Buffalo half-marathon recap

(yesterday) AM workout: cardio: walked at 12.0 incline and 3.0 mph for 40 min. (TM) / weights: chest and biceps


Week of race:  Kept up my water intake as normal, so I was hydrated.  I rarely drink juice or soda anyway and I don’t drink coffee, which is all very convenient for my running-self.  Cross-trained, weight-lifted, got in a few easy miles.

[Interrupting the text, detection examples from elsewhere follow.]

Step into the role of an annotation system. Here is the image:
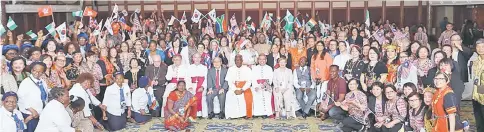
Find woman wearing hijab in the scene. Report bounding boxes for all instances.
[35,87,84,132]
[0,91,27,132]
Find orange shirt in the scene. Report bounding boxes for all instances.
[311,53,333,81]
[289,48,307,70]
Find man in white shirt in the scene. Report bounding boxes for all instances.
[224,55,253,119]
[293,57,316,118]
[131,76,156,124]
[17,62,49,132]
[187,53,208,117]
[69,73,106,131]
[0,91,27,132]
[207,57,229,119]
[103,72,131,131]
[252,54,274,118]
[161,55,194,115]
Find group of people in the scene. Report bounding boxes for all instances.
[0,8,484,132]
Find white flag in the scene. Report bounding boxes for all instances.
[192,9,202,23]
[104,18,113,35]
[168,15,176,26]
[207,9,217,22]
[180,11,187,24]
[55,22,67,42]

Day before race:  Decreased fiber intake.  Slept in, cross-trained [elliptical 45 min], lifted weights [shoulders & triceps], had a couple errands to do.  Went to the expo with my friend Carolyn, who I met and started running with 1x/week before we left for MN.  The expo was decent size with several vendors, running apparel, and gear for sale.  After the expo I showed Carolyn our loft we recently moved into, then went for an easy 4 miles.  My legs felt heavy and my calves tight the first couple miles, but by the 4th mile I felt loose.  Eh, we’ll see how that will determine my race tomorrow..  We also reminded each other that if someone wanted to speed up or slow down tomorrow that the other person wouldn’t care and to just go for it.  After the expo, I sent this pic to the Mr. showing him my bib and flag/cape-wearing buffalo.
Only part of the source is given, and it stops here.